4th Sunday of Lent (b)

This Week’s Liturgy Calendar.

Season of Lent.          (B)

 Sunday 15th March:     Fourth Sunday of Lent. (B)

In the first reading, from the second Book of Chronicles, we are reminded that, even when he punishes his people for their infidelity, God cannot but be faithful. He uses even those who are pagans to lead his people back to the Promised Land.

The second reading is from the Letter to the Ephesians. By his grace, God had saved his people from exile. By God’s grace again, his Son, Jesus, saves us from the death of sin. In God’s plan, everything is a free gift of grace.
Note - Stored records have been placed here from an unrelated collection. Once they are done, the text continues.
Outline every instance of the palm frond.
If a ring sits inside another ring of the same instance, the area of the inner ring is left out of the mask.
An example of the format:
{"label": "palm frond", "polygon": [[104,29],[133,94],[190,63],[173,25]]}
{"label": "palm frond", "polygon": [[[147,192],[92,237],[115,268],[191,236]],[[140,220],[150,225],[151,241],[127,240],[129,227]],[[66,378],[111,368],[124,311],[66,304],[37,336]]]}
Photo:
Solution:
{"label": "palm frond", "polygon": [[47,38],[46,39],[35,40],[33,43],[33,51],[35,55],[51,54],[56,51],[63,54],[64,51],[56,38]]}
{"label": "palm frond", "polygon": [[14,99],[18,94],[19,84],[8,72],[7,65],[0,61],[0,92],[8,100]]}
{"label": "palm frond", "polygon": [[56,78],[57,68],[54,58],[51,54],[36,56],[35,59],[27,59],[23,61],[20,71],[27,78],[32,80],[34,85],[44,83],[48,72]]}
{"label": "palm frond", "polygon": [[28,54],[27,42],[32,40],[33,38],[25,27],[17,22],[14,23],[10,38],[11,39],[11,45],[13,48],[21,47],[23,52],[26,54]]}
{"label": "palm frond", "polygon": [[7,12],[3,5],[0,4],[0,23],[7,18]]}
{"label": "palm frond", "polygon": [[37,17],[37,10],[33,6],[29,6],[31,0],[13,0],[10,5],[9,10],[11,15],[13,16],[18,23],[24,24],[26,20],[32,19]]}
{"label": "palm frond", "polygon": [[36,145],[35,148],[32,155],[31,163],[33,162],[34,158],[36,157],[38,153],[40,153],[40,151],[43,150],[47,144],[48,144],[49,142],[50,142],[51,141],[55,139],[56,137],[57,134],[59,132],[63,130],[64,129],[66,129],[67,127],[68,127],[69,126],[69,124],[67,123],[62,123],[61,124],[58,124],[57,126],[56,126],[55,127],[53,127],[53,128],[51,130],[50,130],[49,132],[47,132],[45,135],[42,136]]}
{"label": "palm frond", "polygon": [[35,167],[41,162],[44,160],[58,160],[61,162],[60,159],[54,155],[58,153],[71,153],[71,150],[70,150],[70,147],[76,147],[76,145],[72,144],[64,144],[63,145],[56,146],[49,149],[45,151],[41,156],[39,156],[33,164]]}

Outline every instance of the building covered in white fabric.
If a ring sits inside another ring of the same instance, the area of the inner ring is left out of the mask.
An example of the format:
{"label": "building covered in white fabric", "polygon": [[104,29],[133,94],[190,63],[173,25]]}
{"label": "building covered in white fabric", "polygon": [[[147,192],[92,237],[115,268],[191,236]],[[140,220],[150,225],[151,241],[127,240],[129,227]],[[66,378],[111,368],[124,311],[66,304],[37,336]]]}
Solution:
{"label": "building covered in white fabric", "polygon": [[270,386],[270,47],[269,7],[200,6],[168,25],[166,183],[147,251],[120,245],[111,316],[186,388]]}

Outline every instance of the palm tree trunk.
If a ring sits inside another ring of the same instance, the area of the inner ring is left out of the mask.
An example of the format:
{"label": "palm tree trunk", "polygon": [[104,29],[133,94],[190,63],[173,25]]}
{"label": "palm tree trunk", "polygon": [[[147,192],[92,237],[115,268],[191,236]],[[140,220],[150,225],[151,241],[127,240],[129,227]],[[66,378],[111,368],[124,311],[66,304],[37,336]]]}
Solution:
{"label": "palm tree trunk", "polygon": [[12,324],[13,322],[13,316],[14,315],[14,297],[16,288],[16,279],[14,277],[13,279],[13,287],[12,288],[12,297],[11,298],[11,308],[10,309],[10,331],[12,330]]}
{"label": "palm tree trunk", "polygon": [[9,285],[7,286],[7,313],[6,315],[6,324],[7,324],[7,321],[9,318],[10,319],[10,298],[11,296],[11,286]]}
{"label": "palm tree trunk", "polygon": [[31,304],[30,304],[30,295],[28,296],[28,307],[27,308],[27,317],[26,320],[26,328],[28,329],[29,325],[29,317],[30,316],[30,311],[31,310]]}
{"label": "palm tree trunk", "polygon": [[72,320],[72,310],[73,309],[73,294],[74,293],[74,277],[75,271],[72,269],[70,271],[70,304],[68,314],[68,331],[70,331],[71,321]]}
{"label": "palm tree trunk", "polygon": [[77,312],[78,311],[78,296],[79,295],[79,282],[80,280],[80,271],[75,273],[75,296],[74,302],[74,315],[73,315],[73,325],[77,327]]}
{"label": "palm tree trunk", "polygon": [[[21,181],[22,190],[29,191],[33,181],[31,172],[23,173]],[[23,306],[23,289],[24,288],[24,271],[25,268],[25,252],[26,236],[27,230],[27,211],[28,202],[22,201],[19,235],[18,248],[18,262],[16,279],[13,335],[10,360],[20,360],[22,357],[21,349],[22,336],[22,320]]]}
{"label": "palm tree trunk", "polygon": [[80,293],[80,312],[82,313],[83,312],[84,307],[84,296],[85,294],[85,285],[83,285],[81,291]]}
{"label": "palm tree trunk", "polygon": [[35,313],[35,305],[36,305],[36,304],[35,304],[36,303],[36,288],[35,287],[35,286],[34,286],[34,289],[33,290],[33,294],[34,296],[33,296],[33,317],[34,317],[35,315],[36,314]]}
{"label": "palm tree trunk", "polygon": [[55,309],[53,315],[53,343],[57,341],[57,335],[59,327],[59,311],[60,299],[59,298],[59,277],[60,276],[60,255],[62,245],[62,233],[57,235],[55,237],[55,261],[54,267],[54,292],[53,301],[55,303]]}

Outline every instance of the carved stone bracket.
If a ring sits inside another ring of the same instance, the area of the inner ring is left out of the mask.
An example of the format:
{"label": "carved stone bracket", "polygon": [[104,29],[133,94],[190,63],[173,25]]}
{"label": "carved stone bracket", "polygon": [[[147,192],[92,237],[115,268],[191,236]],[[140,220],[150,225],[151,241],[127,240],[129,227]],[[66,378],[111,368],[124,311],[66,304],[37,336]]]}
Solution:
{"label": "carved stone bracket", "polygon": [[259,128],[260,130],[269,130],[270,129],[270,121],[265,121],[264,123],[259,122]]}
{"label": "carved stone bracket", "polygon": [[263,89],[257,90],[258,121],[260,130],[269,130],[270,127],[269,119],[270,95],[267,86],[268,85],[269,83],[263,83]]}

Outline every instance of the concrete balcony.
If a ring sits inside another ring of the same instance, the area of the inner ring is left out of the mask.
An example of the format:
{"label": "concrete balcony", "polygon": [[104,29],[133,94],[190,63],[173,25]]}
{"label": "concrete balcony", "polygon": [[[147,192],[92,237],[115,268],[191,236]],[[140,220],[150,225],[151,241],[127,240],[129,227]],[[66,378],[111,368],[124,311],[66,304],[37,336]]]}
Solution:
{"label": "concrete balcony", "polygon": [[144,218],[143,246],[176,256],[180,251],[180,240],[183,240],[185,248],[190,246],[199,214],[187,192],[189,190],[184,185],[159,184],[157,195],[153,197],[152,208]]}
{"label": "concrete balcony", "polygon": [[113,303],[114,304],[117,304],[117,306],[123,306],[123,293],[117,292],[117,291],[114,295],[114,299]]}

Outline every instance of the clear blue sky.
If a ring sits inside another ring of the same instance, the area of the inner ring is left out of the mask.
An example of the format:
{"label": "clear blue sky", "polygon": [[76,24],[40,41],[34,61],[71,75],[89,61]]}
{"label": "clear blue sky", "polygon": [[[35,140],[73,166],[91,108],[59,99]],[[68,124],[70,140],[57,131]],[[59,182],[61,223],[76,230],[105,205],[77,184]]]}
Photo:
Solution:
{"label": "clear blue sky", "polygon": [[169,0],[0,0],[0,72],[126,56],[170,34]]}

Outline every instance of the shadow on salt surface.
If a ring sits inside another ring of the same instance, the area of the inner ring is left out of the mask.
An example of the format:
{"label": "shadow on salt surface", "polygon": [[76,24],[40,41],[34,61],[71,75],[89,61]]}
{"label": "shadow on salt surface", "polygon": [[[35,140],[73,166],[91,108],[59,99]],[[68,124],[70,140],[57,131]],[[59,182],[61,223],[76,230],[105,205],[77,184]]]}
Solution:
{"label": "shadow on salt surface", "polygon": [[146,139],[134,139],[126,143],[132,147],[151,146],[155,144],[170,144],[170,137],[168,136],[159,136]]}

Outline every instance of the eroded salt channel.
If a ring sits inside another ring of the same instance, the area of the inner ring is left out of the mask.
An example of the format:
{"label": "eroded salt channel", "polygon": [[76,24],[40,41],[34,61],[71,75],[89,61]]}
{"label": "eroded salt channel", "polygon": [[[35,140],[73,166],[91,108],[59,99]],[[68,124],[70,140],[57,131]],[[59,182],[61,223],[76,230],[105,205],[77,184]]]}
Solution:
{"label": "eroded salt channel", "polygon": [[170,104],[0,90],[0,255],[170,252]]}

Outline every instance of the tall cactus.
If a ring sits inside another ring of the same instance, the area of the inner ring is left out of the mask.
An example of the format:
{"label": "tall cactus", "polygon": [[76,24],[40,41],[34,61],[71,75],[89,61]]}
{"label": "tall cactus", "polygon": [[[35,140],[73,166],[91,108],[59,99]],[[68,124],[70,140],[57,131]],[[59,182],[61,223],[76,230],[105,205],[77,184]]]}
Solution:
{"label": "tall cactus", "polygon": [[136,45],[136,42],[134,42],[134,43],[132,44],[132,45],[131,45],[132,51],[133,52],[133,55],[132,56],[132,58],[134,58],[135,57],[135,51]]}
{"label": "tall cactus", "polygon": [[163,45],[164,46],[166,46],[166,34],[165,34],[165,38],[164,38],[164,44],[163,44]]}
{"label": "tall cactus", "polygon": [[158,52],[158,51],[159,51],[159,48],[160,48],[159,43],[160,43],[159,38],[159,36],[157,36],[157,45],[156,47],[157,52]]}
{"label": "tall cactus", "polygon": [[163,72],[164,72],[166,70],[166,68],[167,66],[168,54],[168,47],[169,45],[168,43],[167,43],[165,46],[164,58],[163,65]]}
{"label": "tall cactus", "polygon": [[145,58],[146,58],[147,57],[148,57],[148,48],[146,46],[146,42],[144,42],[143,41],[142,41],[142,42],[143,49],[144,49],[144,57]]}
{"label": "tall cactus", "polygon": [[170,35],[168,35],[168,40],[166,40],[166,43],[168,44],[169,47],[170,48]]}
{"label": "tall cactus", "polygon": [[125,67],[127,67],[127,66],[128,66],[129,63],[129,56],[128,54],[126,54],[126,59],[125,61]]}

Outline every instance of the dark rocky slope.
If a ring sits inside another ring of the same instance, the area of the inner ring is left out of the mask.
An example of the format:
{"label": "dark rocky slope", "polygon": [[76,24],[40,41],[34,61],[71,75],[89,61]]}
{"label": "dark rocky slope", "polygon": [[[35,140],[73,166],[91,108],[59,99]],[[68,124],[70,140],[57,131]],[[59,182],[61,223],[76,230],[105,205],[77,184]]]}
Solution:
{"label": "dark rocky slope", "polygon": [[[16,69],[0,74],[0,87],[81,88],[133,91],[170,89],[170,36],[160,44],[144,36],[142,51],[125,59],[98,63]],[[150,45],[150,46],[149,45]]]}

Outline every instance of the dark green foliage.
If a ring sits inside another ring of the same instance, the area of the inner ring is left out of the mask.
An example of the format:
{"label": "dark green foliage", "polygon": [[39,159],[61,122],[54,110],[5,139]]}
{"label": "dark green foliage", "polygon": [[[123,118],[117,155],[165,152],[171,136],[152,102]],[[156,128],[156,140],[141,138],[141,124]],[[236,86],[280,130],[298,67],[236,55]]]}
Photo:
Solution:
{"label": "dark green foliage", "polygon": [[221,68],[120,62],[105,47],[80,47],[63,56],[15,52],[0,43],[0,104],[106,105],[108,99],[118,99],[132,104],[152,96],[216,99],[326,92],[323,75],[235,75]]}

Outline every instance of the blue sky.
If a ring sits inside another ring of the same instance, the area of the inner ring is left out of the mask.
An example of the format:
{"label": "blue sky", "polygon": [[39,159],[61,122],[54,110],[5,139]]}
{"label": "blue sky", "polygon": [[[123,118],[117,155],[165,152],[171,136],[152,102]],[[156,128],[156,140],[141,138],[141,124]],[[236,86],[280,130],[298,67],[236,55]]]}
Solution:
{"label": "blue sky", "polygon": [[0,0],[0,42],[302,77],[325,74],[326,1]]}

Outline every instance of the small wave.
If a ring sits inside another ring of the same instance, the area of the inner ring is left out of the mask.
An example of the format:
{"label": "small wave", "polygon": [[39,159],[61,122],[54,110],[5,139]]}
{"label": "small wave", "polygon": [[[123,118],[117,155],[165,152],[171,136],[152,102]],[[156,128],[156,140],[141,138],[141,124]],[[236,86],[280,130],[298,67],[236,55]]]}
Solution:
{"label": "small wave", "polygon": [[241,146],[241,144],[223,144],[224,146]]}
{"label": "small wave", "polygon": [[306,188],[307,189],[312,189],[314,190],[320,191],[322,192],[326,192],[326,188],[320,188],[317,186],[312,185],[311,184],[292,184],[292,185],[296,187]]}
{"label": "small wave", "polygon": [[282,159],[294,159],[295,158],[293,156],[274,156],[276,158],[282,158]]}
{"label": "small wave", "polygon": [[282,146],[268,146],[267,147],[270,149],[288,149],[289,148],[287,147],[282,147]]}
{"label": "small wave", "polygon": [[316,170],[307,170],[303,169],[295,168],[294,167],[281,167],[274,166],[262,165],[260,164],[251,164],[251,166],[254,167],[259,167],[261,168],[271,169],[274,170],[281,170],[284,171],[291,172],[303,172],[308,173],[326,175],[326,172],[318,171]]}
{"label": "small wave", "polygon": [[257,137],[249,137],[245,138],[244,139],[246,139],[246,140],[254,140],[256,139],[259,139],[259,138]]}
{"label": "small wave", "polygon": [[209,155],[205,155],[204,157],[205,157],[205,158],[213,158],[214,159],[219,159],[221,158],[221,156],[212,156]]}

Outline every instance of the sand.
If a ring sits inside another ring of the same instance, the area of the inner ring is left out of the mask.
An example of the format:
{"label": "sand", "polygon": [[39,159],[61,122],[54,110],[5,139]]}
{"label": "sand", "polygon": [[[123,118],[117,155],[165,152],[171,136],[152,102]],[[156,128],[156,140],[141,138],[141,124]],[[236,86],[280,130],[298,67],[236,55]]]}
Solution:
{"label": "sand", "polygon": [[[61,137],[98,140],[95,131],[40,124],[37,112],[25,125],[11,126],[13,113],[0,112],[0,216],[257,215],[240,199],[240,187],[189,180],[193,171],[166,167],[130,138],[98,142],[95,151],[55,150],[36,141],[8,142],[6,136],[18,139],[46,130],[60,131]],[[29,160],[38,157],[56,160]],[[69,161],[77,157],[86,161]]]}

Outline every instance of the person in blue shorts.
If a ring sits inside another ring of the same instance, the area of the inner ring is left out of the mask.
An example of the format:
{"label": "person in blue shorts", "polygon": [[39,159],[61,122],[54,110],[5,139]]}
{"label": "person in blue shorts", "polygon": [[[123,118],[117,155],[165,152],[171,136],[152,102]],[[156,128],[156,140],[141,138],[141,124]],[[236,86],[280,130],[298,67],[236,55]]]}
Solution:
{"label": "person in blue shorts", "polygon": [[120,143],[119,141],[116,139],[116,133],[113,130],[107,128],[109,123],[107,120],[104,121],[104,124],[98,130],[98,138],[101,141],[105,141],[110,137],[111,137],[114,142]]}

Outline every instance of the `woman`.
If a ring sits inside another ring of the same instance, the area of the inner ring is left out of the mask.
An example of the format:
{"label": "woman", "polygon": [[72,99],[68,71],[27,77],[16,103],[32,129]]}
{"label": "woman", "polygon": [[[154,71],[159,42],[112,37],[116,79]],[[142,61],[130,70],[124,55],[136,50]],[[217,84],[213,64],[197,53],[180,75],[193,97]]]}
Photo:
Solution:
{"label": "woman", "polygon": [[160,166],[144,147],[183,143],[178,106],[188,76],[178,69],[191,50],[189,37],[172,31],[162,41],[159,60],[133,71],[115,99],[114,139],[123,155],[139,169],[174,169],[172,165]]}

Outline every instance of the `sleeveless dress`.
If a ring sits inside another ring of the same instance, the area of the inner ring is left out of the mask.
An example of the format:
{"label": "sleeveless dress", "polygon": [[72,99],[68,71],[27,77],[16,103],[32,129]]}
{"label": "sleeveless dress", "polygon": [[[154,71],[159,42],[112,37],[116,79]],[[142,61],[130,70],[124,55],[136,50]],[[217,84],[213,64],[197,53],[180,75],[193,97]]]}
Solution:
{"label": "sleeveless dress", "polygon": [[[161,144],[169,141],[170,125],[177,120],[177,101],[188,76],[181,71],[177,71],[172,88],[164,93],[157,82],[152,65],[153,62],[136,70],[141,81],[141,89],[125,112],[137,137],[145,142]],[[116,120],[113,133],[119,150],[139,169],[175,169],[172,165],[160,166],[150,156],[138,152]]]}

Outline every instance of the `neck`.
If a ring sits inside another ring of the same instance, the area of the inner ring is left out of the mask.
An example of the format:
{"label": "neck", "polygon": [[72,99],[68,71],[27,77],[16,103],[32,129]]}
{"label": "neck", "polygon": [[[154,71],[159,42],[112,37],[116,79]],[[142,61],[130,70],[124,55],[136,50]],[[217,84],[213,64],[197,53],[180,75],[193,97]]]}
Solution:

In the Gospel, from St. John, we are reminded that Jesus had to die on the cross to save us and give us the opportunity of eternal life. Christ came not to condemn us but to save us.

 

Monday 16th March:   

For people who believe, the golden age lies in the future, not in the past, says the Prophet Isaiah. For the believer there is a new world to be built as a sign of the new heaven. The building up of this new world begins seriously in Christ. His word renews people. Faith in him brings life and healing, something to live for.

 

Tuesday 17th March:    Feast of St. Patrick.

The Apostle of Ireland, as he is sometimes called, was born in Britain (either Wales or Scotland) around the year 385. At the age of sixteen, he was captured by pirates and sold into slavery in Ireland where he was assigned as a shepherd to care for the flock. He became a catholic and later escaped to spend some time in France as a disciple of St. Germain of Auxerre. He was ordained a priest, then a Bishop and sent back to Ireland arriving there in 432. He preached and brought many of the tribal chiefs to Catholicism and was successful in adapting the Gospel to Irish culture. He convoked a Synod and handed over government of the church to other Bishops It is believed he died on this date in 461 and was buried in Stanford Lough where he had built his first church. Although venerated in Ireland from an early date it was only in 1632 he was listed in the Roman calendar.

 

Wednesday 18th March:        Wednesday in the fourth week of Lent

          When Jesus is questioned and attacked for curing a paralyzed man on the Sabbath, he uses the opportunity to remind the people that the work of redemption on which he is embarked with the Father, is ongoing, even on the Sabbath. He is the sign of God’s love for his people and wants us to live in that love. With Jesus, we have to seek the Father’s will for own lives.

 

Thursday 19th March: Solemnity of St. Joseph.      

The feast of St. Joseph did not become widespread until the fourteenth or fifteenth century, the first Mass in his honour being celebrated in Rome in 1505. The genealogy of St. Joseph is found in St. Matthew’s Gospel and in St. Luke’s. We also know form the Gospels that he was a carpenter and that it was very likely that Jesus learned the trade from him. Joseph and Mary were poor, as evidenced by the fact that, at Mary’s purification in the Temple, they offered a pair of turtledoves. The tribute paid to him in Scripture is that he was a just man. On several crucial occasions, such as Our Lady’s pregnancy, the flight into Egypt, the return to Palestine, Joseph was instructed by an angel. Pope Pius IX proclaimed St. Joseph patron of the universal Church.

 

Friday 20th March:       Friday in the fourth week of Lent.

          People who claim to know God a bit and to live consistently as his sons and daughters are seen as bothersome or eccentric to unbelievers as well as to those who take their religion as a set of duties or religious rites to be observed. Their way of life disturbs and challenges the established and comfortable ways of society. The unbeliever wants to test the faith of such people. The person who voices his concerns about this in the Book of Wisdom is one such person. Jesus was another. Where do we fit in?

 

Saturday 21st March:   Saturday in the fourth week of Lent.

It is hard for someone who as Jeremiah says ‘ has been seduced by God’ to feel rejected by the very community to which they have dedicated their life and work. Such a person is seen as a source of division. This is how some saw Jesus. Are we prepared to pay the cost of discipleship to follow him even if that cost involves ridicule, contradiction even suffering.